RSA inizia a sostituire i token hardware usati con SecurID

Il furto di informazioni legate al meccanismo di autenticazione a due fattori SecurID, subìto quasi tre mesi fa da RSA, ha avuto evidentemente conseguenze più ampie rispetto a quanto si era inizialmente ipotizzato.

Il furto di informazioni legate al meccanismo di autenticazione a due fattori SecurID, subìto quasi tre mesi fa da RSA, ha avuto evidentemente conseguenze più ampie rispetto a quanto si era inizialmente ipotizzato. RSA, azienda fondata nel 1982 dagli ideatori dell’algoritmo RSA, oggi divisione di EMC, ha infatti iniziato a sostituire alcuni dei 40 milioni di token hardware via a via commercializzati. Lo ha rivelato il presidente dell’azienda, Arthur W. Coviello, pubblicando una lettera aperta. Tutti i clienti che nutrissero dei timori circa il livello di sicurezza fornito dai propri token, dovranno richiederne la sostituzione.

La notizia dell’aggressione “in casa” di RSA ha destato grande scalpore dal momento che token SecurID sono impiegati, ad esempio, nelle chiavette fornite dai più grandi istituti di credito ai propri clienti quale misura aggiuntiva per l’accesso ai conti bancari online. Per autenticarsi su un servizio remoto, infatti, gli utenti fanno uso di una password e di un numero che viene generato in hardware dalla chiavetta SecurID. Ogni token genera, in modo pseudo-casuale, una sequenza di cifre; ogni 60 secondi viene prodotto un nuovo numero. Il numero inserito nella pagina web per l’effettuazione della procedura di autenticazione deve corrispondere al numero che il server remoto, ad esempio quello dell’istituto bancario, si aspetta venga di volta in volta introdotto. In questo modo, viene data prova che l’utente conosce non soltanto la password corretta ma è anche in possesso del token ossia della chiavetta (da qui l’appellativo di autenticazione “a due fattori”). Ciascuno di questi dispositivi sfrutta un “seed” lungo 128 bit per inizializzare la procedura di generazione delle sequenze numeriche. Lato server, ciascun account utente viene associato col “seed” impiegato dalla rispettiva chiavetta.

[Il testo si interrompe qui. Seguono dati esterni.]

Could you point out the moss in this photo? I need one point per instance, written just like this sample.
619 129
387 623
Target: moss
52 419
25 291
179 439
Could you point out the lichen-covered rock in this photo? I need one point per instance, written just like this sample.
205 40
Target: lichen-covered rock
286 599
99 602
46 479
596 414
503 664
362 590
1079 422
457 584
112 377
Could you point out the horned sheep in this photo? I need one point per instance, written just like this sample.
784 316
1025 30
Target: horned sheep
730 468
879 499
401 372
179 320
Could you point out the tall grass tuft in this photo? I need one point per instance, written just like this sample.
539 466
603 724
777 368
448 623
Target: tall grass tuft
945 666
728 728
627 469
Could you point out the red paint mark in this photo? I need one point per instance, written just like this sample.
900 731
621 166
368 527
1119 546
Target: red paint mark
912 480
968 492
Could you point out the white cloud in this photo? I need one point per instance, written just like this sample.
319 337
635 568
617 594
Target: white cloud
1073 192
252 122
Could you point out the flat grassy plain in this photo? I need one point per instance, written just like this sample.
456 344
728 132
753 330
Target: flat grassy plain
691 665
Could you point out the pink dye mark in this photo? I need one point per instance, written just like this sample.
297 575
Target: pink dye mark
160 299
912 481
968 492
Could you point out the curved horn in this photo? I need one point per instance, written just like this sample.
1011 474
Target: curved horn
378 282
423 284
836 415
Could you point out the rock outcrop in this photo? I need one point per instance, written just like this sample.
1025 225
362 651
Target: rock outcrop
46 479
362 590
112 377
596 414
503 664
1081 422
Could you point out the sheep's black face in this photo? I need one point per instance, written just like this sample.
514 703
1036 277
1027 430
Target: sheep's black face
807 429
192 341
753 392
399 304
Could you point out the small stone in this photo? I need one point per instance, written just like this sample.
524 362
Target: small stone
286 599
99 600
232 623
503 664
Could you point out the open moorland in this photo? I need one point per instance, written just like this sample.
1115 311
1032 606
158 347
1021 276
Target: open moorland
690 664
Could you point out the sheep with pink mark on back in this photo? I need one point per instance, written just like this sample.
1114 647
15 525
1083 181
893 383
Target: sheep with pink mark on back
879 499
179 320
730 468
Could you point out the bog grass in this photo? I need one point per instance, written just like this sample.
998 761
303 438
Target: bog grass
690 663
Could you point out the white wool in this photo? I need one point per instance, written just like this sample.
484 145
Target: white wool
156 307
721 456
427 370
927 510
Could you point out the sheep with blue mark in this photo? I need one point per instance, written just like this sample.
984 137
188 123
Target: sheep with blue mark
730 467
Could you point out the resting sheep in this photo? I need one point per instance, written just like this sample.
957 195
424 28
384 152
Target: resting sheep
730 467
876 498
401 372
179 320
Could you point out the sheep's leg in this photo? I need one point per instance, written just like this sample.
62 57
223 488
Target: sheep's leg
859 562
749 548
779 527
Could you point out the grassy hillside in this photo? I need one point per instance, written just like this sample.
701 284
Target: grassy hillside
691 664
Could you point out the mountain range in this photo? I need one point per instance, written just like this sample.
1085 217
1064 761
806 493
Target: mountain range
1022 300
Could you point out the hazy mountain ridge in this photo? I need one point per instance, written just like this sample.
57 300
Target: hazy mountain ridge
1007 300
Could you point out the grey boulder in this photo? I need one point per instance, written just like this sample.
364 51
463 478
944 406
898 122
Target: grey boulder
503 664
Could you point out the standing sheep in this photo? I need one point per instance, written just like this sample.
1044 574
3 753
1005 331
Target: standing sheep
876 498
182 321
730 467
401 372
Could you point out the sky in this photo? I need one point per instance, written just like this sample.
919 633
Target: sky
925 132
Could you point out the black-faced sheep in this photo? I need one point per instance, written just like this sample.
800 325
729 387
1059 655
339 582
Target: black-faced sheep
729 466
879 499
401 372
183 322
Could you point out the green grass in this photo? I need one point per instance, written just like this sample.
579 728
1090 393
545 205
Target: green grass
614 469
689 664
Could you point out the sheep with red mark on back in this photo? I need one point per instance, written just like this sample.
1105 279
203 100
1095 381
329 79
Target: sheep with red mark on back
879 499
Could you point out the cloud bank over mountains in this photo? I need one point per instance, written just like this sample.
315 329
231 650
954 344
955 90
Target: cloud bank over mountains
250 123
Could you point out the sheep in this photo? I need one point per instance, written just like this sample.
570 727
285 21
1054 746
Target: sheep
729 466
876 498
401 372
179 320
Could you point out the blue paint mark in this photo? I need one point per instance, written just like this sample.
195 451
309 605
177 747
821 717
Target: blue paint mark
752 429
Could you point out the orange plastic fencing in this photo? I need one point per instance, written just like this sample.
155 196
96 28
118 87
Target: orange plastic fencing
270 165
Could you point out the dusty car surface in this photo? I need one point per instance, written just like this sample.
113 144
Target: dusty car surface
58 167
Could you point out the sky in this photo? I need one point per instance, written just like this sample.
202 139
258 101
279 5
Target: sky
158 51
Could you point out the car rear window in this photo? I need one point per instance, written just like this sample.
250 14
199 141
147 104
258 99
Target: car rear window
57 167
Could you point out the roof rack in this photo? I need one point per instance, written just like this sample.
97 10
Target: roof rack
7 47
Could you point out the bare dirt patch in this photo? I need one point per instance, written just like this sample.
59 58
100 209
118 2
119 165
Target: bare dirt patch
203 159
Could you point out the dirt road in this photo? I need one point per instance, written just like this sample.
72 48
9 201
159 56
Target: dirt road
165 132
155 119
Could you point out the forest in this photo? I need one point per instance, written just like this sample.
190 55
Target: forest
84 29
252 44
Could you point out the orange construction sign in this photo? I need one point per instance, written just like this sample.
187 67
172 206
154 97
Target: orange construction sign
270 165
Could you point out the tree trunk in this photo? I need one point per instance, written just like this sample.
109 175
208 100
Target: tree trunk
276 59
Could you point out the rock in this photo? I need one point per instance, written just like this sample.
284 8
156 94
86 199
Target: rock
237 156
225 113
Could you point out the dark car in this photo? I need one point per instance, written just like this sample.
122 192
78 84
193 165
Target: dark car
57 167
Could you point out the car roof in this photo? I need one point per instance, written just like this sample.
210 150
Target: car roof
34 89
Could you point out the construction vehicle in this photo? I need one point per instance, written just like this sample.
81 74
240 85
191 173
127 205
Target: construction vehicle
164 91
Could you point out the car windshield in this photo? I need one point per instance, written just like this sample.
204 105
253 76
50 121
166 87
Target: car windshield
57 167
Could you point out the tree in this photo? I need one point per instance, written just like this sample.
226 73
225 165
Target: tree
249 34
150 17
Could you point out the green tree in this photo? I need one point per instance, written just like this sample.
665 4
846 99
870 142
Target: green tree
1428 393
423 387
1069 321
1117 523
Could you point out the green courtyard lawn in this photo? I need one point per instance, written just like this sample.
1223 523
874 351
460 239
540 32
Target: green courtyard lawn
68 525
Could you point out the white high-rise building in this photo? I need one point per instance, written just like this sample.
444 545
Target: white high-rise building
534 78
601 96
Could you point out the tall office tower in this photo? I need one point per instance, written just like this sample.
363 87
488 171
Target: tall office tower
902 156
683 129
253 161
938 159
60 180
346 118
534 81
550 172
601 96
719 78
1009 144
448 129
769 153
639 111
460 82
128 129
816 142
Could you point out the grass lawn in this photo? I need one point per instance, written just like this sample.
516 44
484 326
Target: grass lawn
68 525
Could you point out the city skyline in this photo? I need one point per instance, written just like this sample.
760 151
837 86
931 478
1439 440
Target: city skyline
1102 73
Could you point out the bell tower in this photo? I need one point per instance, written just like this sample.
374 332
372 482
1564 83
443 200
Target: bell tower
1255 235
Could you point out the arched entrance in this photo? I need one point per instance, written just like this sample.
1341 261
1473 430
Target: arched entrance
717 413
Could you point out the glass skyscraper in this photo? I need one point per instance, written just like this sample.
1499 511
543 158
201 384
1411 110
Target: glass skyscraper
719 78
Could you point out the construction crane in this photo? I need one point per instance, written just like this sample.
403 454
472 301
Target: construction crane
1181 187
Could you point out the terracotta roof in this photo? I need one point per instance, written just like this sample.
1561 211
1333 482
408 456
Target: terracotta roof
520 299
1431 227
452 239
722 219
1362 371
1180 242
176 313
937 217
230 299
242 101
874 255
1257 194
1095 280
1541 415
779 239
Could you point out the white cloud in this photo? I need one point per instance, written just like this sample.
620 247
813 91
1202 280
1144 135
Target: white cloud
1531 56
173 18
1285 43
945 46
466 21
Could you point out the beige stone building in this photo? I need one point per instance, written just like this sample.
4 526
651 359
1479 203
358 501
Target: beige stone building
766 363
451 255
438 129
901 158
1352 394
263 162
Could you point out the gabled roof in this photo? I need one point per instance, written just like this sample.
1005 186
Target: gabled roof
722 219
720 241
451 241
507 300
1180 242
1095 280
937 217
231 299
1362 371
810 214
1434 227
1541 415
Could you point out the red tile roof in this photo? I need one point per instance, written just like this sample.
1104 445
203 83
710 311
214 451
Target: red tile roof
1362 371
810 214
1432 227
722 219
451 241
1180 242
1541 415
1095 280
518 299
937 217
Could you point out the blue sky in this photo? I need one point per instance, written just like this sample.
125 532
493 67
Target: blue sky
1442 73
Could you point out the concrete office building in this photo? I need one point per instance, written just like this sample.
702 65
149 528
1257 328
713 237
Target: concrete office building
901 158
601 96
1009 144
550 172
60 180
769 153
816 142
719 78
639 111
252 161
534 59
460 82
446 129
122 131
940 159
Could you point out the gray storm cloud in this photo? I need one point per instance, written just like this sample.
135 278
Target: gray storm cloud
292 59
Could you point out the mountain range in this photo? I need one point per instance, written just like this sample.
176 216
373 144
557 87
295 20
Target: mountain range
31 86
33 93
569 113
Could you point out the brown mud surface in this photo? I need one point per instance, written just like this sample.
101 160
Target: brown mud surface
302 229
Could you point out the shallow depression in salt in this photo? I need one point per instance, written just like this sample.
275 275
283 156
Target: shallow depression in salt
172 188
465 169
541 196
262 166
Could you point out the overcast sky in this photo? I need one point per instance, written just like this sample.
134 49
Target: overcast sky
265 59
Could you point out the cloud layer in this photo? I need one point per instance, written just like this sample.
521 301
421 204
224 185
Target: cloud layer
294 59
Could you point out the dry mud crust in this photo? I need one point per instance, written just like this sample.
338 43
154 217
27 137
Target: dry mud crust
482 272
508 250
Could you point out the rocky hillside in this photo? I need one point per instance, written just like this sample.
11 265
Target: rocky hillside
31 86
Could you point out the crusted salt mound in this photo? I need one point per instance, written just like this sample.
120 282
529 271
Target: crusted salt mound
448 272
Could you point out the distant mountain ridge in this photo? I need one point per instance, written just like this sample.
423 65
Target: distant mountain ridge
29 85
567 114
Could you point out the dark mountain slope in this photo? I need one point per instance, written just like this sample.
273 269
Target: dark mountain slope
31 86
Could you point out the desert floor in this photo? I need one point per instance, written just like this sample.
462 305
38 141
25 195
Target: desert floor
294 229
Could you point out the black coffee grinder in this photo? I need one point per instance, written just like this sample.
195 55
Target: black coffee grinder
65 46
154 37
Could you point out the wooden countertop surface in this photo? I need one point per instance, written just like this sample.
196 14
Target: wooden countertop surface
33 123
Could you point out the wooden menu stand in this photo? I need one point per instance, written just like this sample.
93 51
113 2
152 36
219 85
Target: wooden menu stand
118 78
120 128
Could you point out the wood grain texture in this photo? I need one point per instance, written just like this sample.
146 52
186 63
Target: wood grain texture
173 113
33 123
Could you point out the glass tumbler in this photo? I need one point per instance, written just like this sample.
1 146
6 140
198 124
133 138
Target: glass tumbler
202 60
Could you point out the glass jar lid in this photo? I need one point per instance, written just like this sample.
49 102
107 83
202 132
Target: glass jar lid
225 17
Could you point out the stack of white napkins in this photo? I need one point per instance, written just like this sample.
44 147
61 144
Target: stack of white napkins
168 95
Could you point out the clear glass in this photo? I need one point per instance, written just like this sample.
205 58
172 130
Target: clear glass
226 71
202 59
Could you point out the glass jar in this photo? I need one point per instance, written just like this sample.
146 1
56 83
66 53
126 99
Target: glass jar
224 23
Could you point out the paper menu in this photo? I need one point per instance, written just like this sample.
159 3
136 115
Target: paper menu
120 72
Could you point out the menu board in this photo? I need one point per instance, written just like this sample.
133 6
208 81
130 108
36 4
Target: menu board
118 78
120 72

Immediatamente dopo aver subìto l’aggressione informatica (ved. questo nostro articolo in merito), RSA preferì non specificare pubblicamente quali dati fossero stati trafugati. Nel corso di un’intervista rilasciata in queste ore, Coviello ha spiegato che RSA scelse la strada della riservatezza per evitare di offrire agli aggressori spunti per l’utilizzo delle informazioni sottratte dai server dell’azienda.

Secondo gli esperti, la distribuzione di nuovi token hardware fa pensare che i criminali informatici abbiano rubato sia i “seed” che gli algoritmi impiegati per calcolare le password “one-time” (OTP). E’ quindi lecito ritenere che i nuovi token, semplicemente, facciano uso di “seed” che non sono in possesso dei malintenzionati.

Stando a quanto aggiunto da Coviello, i criminali si sarebbero voluti impossessare dei dati relativi al funzionamento di SecurID con lo scopo di guadagnare l’accesso a segreti militari (RSA ha già provveduto a rimpiazzare i token hardware usate dalle autorità governative).

Resta comunque l’incredulità per “la leggerezza” che avrebbe esposto il fianco di RSA all’azione degli aggressori: una vulnerabilità 0day individuata in Adobe Flash Player (tutti i dettagli nel nostro servizio).